В улыбке графа появилось нечто похожее на смущение, и он сказал, будто извиняясь:

– Верно. Я и сам не могу понять, как случилось, что эта балка упала мне на голову. И огонь занялся, когда прогремел гром и ударила молния. Мне следовало поймать ее и забросить обратно Зевсу на Олимп.

– Боги к этому отношения не имеют! Два совпадения за одну ночь – слишком много, чтобы в это можно было поверить.

– Мы уже говорили об этом раньше, Гай. Это был несчастный случай. Никто не знал, что я полезу на крышу проверять, как ее починили. К тому же кто в моем доме мог пожелать мне зла?

– За последние пять лет ты нажил немало врагов.

– Да, но они были французами и не знают моего настоящего имени. Да и война окончена.

– И все-таки мне это не нравится.

– Забудь об этом. Говорю тебе, это был несчастный случай.

Рэтборн сдвинул бумаги на край стола и сел на него. Взяв с подноса холодное мясо, он принялся есть его.

– Попробуй. Это деликатес, – обратился он к Гаю, протягивая толстый кусок копченой свинины.

– Нет, спасибо, я уже сыт. Не обращай на меня внимания.

– Я умираю с голоду. – Рэтборн налил себе чашку кофе, но, сделав глоток, отодвинул. – Что касается моих дел, – продолжал он лениво, обводя глазами комнату в поисках графина с бренди, – то у меня нет сомнений по части твоих способностей их вести.
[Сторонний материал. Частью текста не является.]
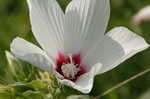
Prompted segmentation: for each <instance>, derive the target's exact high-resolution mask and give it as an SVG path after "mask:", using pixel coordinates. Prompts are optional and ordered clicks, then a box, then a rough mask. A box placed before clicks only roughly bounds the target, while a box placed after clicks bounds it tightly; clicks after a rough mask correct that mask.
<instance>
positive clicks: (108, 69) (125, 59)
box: [84, 27, 149, 73]
mask: <svg viewBox="0 0 150 99" xmlns="http://www.w3.org/2000/svg"><path fill="white" fill-rule="evenodd" d="M148 47H149V45H148V44H147V43H146V42H145V40H144V39H143V38H142V37H140V36H138V35H136V34H135V33H133V32H131V31H130V30H128V29H127V28H124V27H117V28H114V29H112V30H111V31H110V32H108V33H107V34H106V36H105V38H104V39H103V41H101V42H98V43H97V44H96V46H95V48H93V50H91V52H90V53H89V54H88V55H87V56H86V57H85V58H84V62H85V63H86V64H87V65H89V68H90V66H92V65H93V64H95V63H97V62H101V63H102V64H103V68H102V69H101V70H100V71H99V73H104V72H106V71H109V70H111V69H113V68H114V67H116V66H117V65H119V64H120V63H122V62H123V61H125V60H126V59H128V58H130V57H131V56H133V55H135V54H136V53H138V52H140V51H142V50H144V49H146V48H148Z"/></svg>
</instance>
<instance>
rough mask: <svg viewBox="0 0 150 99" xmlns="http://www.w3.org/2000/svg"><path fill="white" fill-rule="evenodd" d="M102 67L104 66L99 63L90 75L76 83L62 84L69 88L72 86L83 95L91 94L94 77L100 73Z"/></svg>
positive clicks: (69, 81)
mask: <svg viewBox="0 0 150 99" xmlns="http://www.w3.org/2000/svg"><path fill="white" fill-rule="evenodd" d="M101 67H102V64H100V63H97V64H96V65H94V66H93V67H92V69H91V70H90V71H89V72H88V73H86V74H83V75H82V76H80V77H79V79H78V80H77V81H76V82H75V83H74V82H72V81H69V80H60V82H62V83H63V84H65V85H67V86H71V87H73V88H74V89H76V90H78V91H81V92H82V93H89V92H90V91H91V90H92V87H93V82H94V77H95V75H96V74H97V73H98V72H99V71H100V69H101Z"/></svg>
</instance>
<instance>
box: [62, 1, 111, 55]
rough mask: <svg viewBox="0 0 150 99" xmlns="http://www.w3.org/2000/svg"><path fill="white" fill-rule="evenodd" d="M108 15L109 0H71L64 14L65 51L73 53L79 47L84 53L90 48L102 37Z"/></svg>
mask: <svg viewBox="0 0 150 99" xmlns="http://www.w3.org/2000/svg"><path fill="white" fill-rule="evenodd" d="M109 15H110V5H109V0H72V1H71V2H70V4H69V5H68V7H67V9H66V16H65V26H66V27H65V30H66V33H65V36H64V37H65V40H66V41H65V44H66V45H65V48H66V51H68V52H69V53H70V52H73V53H74V52H75V51H78V50H80V49H81V50H82V52H83V53H86V52H87V50H89V49H90V48H92V46H93V44H94V43H95V42H96V41H97V40H99V39H100V38H103V36H104V32H105V30H106V26H107V24H108V20H109ZM89 45H90V46H89ZM74 49H76V50H75V51H74Z"/></svg>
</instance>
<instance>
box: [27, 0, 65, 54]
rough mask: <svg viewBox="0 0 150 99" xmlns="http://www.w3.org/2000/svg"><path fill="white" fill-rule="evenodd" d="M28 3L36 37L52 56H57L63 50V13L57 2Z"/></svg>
mask: <svg viewBox="0 0 150 99" xmlns="http://www.w3.org/2000/svg"><path fill="white" fill-rule="evenodd" d="M27 1H28V5H29V10H30V19H31V25H32V31H33V34H34V36H35V37H36V39H37V41H38V42H39V43H40V45H41V46H42V48H43V49H44V50H46V51H47V52H48V54H50V56H52V57H54V56H56V53H57V51H58V50H63V33H64V29H63V20H64V13H63V11H62V10H61V8H60V6H59V5H58V3H57V2H56V0H27Z"/></svg>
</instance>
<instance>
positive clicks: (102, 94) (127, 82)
mask: <svg viewBox="0 0 150 99" xmlns="http://www.w3.org/2000/svg"><path fill="white" fill-rule="evenodd" d="M148 72H150V68H148V69H146V70H144V71H143V72H140V73H138V74H136V75H134V76H132V77H131V78H129V79H127V80H125V81H123V82H121V83H119V84H117V85H116V86H114V87H112V88H110V89H108V90H106V91H105V92H104V93H102V94H100V95H98V96H96V97H93V99H99V98H101V97H103V96H105V95H107V94H108V93H110V92H112V91H114V90H116V89H118V88H120V87H122V86H123V85H125V84H127V83H128V82H130V81H132V80H134V79H136V78H138V77H140V76H143V75H144V74H146V73H148Z"/></svg>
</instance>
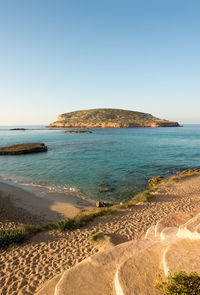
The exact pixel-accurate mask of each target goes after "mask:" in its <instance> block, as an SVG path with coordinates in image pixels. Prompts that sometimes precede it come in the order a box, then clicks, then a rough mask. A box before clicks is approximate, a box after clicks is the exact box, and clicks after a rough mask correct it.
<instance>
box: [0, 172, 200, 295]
mask: <svg viewBox="0 0 200 295" xmlns="http://www.w3.org/2000/svg"><path fill="white" fill-rule="evenodd" d="M10 199H11V198H10ZM199 208H200V176H193V177H187V178H185V179H182V180H179V181H177V182H171V183H168V184H166V185H163V186H161V187H160V189H159V190H158V191H157V192H156V193H155V195H154V197H153V198H152V200H151V201H150V202H147V203H143V204H140V205H137V206H135V207H133V208H131V209H128V210H123V211H119V212H117V214H116V215H114V216H110V217H101V218H98V219H96V220H95V221H94V222H92V223H91V224H90V225H89V226H87V227H86V228H83V229H79V230H75V231H73V232H58V231H49V232H42V233H39V234H37V235H35V236H33V237H32V238H31V239H30V240H29V241H26V242H25V243H23V244H21V245H15V246H10V247H9V248H8V249H5V250H1V251H0V282H1V285H0V293H1V294H2V295H5V294H7V295H8V294H9V295H12V294H13V295H14V294H15V295H20V294H34V293H35V291H36V290H37V289H38V288H39V287H40V286H41V285H42V284H43V283H44V282H45V281H46V280H48V279H51V278H52V277H53V276H55V275H56V274H59V273H60V272H62V271H63V270H65V269H68V268H70V267H71V266H73V265H75V264H76V263H78V262H80V261H82V260H83V259H85V258H86V257H88V256H89V255H92V254H94V253H96V252H97V251H98V250H97V249H95V248H94V246H92V245H91V244H90V242H89V237H90V236H91V234H93V233H95V232H98V231H103V232H105V233H109V234H111V235H113V236H114V237H115V238H117V239H118V240H120V241H121V242H123V241H126V240H131V239H134V238H139V237H141V236H142V235H143V234H144V232H145V231H146V230H147V229H148V227H149V226H150V225H152V224H155V223H156V222H157V221H158V220H160V219H161V218H162V217H164V216H166V215H167V214H169V213H170V212H177V211H184V212H191V213H194V212H195V211H197V210H199Z"/></svg>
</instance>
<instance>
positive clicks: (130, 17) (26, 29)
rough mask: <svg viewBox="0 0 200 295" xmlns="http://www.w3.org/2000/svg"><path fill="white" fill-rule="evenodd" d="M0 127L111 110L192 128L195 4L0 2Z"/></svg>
mask: <svg viewBox="0 0 200 295" xmlns="http://www.w3.org/2000/svg"><path fill="white" fill-rule="evenodd" d="M0 102H1V104H0V125H8V124H19V125H20V124H48V123H49V122H52V121H55V120H56V117H57V115H58V114H60V113H63V112H69V111H73V110H80V109H88V108H98V107H112V108H123V109H130V110H136V111H143V112H149V113H152V114H153V115H155V116H158V117H161V118H166V119H170V120H178V121H180V122H181V123H200V1H199V0H198V1H193V0H190V1H188V0H187V1H185V0H180V1H179V0H157V1H151V0H146V1H142V0H138V1H134V0H132V1H127V0H121V1H118V0H71V1H68V0H53V1H51V0H12V1H11V0H0Z"/></svg>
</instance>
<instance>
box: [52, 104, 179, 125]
mask: <svg viewBox="0 0 200 295" xmlns="http://www.w3.org/2000/svg"><path fill="white" fill-rule="evenodd" d="M179 126H180V125H179V123H178V122H171V121H168V120H164V119H159V118H156V117H154V116H152V115H151V114H148V113H141V112H135V111H127V110H121V109H91V110H83V111H76V112H70V113H65V114H62V115H59V116H58V119H57V121H55V122H53V123H51V124H50V125H49V126H48V127H57V128H70V127H73V128H131V127H179Z"/></svg>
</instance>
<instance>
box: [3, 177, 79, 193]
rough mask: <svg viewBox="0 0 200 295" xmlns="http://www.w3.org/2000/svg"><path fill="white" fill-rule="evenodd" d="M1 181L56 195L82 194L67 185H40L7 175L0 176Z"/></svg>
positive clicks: (77, 190) (37, 183)
mask: <svg viewBox="0 0 200 295" xmlns="http://www.w3.org/2000/svg"><path fill="white" fill-rule="evenodd" d="M0 180H1V181H2V182H6V183H9V184H13V185H19V186H24V187H27V188H28V187H33V188H34V187H35V188H38V189H45V190H47V191H49V192H55V193H65V194H66V193H76V194H81V193H80V190H79V189H78V188H76V187H70V186H66V185H55V184H52V185H49V184H40V183H35V182H29V181H27V180H25V179H24V178H22V177H16V176H11V175H7V174H0Z"/></svg>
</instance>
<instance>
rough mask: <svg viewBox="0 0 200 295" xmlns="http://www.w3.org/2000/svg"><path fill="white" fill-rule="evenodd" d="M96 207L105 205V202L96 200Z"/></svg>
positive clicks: (105, 203) (105, 206)
mask: <svg viewBox="0 0 200 295" xmlns="http://www.w3.org/2000/svg"><path fill="white" fill-rule="evenodd" d="M96 207H97V208H102V207H106V203H105V202H96Z"/></svg>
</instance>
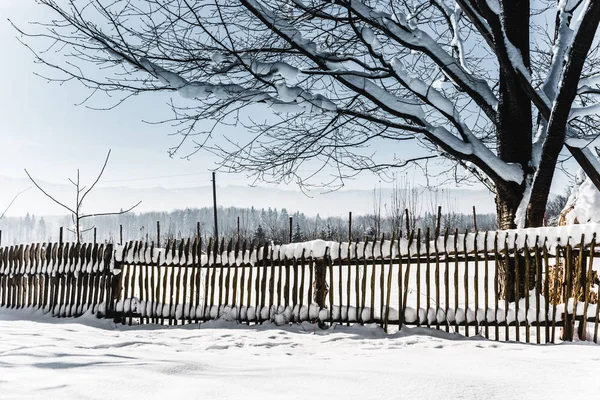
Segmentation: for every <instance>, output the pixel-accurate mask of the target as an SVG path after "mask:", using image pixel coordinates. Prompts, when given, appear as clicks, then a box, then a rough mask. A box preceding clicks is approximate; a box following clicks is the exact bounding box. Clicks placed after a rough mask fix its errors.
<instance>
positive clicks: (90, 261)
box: [0, 243, 114, 275]
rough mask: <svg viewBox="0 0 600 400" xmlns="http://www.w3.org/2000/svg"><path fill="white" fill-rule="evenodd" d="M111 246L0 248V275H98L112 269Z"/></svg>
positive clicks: (97, 245)
mask: <svg viewBox="0 0 600 400" xmlns="http://www.w3.org/2000/svg"><path fill="white" fill-rule="evenodd" d="M113 266H114V265H113V245H111V244H108V245H104V244H91V243H90V244H86V243H82V244H79V243H64V244H56V243H54V244H53V243H34V244H30V245H29V244H28V245H23V244H21V245H16V246H8V247H0V273H1V274H6V275H8V274H50V275H53V274H55V273H65V272H87V273H91V272H102V271H105V270H106V269H107V267H108V269H109V270H112V269H113Z"/></svg>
– Твоя уверенность во мне просто поразительна, – заметил Лэндрон шутливо. – Естественно, я благодарен тебе за покровительство... Остается надеяться, что тебе не придется раскаяться в своем благородном порыве.
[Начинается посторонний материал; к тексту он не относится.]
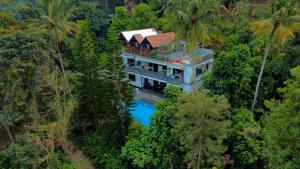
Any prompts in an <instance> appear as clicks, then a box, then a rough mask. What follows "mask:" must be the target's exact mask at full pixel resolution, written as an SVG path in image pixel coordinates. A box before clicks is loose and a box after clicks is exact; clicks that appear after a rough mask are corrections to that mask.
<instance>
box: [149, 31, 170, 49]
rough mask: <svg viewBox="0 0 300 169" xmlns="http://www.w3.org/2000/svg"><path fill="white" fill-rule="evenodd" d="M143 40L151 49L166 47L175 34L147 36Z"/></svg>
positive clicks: (168, 44) (161, 33)
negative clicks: (146, 39) (150, 47)
mask: <svg viewBox="0 0 300 169" xmlns="http://www.w3.org/2000/svg"><path fill="white" fill-rule="evenodd" d="M145 39H147V40H148V42H149V43H150V44H151V46H152V47H153V48H156V47H160V46H167V45H169V44H170V43H171V42H172V41H173V40H174V39H175V33H174V32H168V33H159V34H157V35H152V36H147V37H146V38H145Z"/></svg>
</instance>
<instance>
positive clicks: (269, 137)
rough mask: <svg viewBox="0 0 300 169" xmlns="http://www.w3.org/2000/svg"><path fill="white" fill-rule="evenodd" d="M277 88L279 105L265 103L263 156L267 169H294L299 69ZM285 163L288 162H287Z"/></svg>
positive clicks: (298, 108) (273, 101) (267, 102)
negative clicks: (279, 96)
mask: <svg viewBox="0 0 300 169" xmlns="http://www.w3.org/2000/svg"><path fill="white" fill-rule="evenodd" d="M291 71H292V76H293V78H292V79H289V80H287V81H286V82H285V85H286V87H284V88H281V89H280V92H281V93H282V94H283V100H282V101H276V100H271V101H267V102H266V105H267V107H268V108H269V109H270V114H269V115H267V116H266V119H265V120H264V122H265V125H264V137H265V149H264V150H265V153H266V154H265V155H266V158H267V160H268V162H269V163H268V166H269V168H274V167H276V168H297V167H298V166H299V165H300V164H299V160H300V159H299V158H300V156H299V153H298V149H299V144H298V143H299V138H300V136H299V134H300V132H299V124H300V121H299V120H300V116H299V103H300V100H299V99H300V98H299V96H300V93H299V92H300V67H299V66H298V67H296V68H294V69H292V70H291ZM287 159H288V160H287Z"/></svg>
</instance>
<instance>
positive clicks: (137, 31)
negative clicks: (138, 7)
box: [120, 28, 157, 42]
mask: <svg viewBox="0 0 300 169" xmlns="http://www.w3.org/2000/svg"><path fill="white" fill-rule="evenodd" d="M120 34H122V35H123V36H124V38H125V39H126V40H127V42H129V41H130V39H131V38H132V37H133V36H134V35H136V34H140V35H141V36H142V37H143V38H145V37H146V36H152V35H157V32H156V30H155V29H154V28H149V29H141V30H133V31H124V32H121V33H120ZM139 38H140V37H139Z"/></svg>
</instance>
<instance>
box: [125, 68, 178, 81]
mask: <svg viewBox="0 0 300 169" xmlns="http://www.w3.org/2000/svg"><path fill="white" fill-rule="evenodd" d="M125 70H126V71H127V72H130V73H136V74H139V75H142V76H146V77H150V78H153V79H158V80H161V81H166V82H167V83H172V84H175V85H179V86H180V85H182V84H183V77H179V76H175V75H172V76H167V72H154V71H150V70H148V69H145V68H141V67H136V66H129V65H127V66H126V67H125Z"/></svg>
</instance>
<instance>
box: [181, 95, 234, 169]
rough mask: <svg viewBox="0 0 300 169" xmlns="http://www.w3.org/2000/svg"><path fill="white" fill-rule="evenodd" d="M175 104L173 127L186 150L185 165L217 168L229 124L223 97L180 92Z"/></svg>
mask: <svg viewBox="0 0 300 169" xmlns="http://www.w3.org/2000/svg"><path fill="white" fill-rule="evenodd" d="M178 104H179V107H178V113H176V114H175V116H176V118H177V119H178V121H177V123H176V126H175V129H176V130H177V132H178V137H179V138H180V142H181V144H183V145H184V146H185V148H186V149H187V152H188V153H187V155H186V160H187V161H188V162H189V163H188V168H193V169H200V168H211V167H213V166H215V167H221V166H222V154H223V153H224V152H225V150H226V146H224V145H223V140H224V139H225V138H227V137H228V134H229V131H230V129H229V127H230V124H231V123H230V120H228V119H229V118H230V112H229V108H230V105H229V103H228V101H227V99H226V98H225V97H224V96H209V95H208V92H207V91H201V92H198V91H196V92H193V93H192V94H184V95H182V96H181V97H180V98H179V103H178Z"/></svg>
– Благородный порыв? Не воображай ничего подобного. Движущей силой моих поступков всегда был личный интерес.

Лэндрон удивленно приподнял бровь:

– Это относится и к Марии Дьюинтерс? Рэтборн помрачнел:

– Ты ведь знаком с обстоятельствами не хуже меня. Как я мог ее оставить? Ее бы никогда не приняли в испанском обществе.
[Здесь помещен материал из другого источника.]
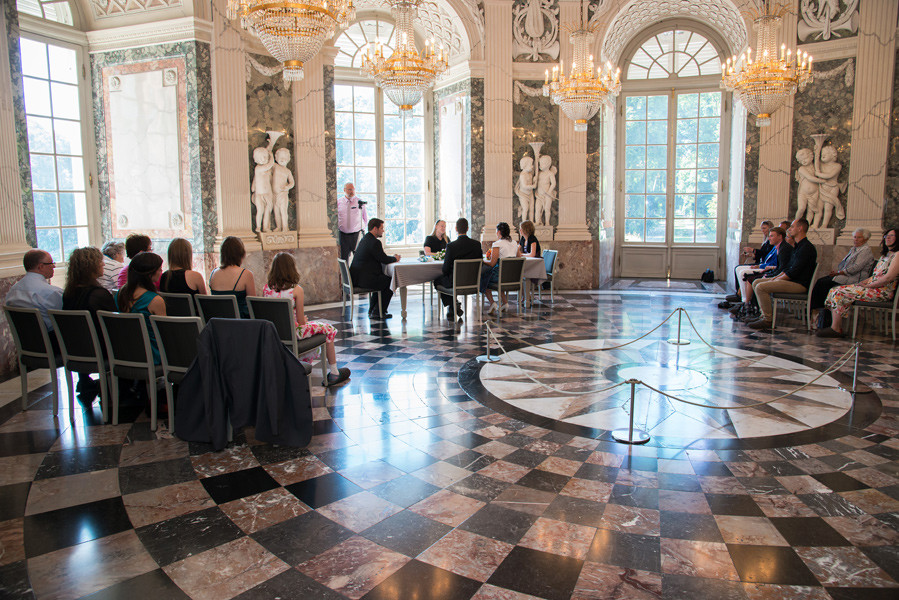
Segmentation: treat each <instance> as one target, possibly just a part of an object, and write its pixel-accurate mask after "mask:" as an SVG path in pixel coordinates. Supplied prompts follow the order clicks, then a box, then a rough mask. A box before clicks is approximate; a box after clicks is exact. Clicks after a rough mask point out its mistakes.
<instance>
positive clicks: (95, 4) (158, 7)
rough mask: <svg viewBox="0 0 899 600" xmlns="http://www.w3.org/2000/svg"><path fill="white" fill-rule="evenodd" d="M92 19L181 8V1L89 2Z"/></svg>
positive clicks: (108, 1) (130, 0) (157, 0)
mask: <svg viewBox="0 0 899 600" xmlns="http://www.w3.org/2000/svg"><path fill="white" fill-rule="evenodd" d="M90 4H91V9H92V11H93V13H94V17H95V18H97V19H103V18H106V17H115V16H119V15H124V14H129V13H139V12H146V11H148V10H158V9H161V8H173V7H176V6H181V4H182V2H181V0H91V3H90Z"/></svg>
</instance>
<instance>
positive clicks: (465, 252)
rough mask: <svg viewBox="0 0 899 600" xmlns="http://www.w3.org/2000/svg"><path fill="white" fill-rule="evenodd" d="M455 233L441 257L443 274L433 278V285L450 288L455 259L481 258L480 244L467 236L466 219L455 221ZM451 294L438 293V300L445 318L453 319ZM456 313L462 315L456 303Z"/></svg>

– Нет, но ты ведь мог бы оказать влияние на правительство его величества, чтобы Марии воздали по заслугам за ее содействие общему делу. А вместо этого ты сделал глупость и поселил ее в одном из своих домов. Теперь это вышло за пределы велений долга, если, конечно, ты не решил снова взять эту даму под свое покровительство.

– Только платонически! Мой роман с Марией длился очень недолго, как тебе известно. Но я все еще чувствую некоторую ответственность за ее благополучие. Я не могу забыть, как многие другие, каким неоценимым агентом она была, находясь на территории, занятой французами, когда мы очень нуждались в ее сотрудничестве. Я ей обязан, Гай.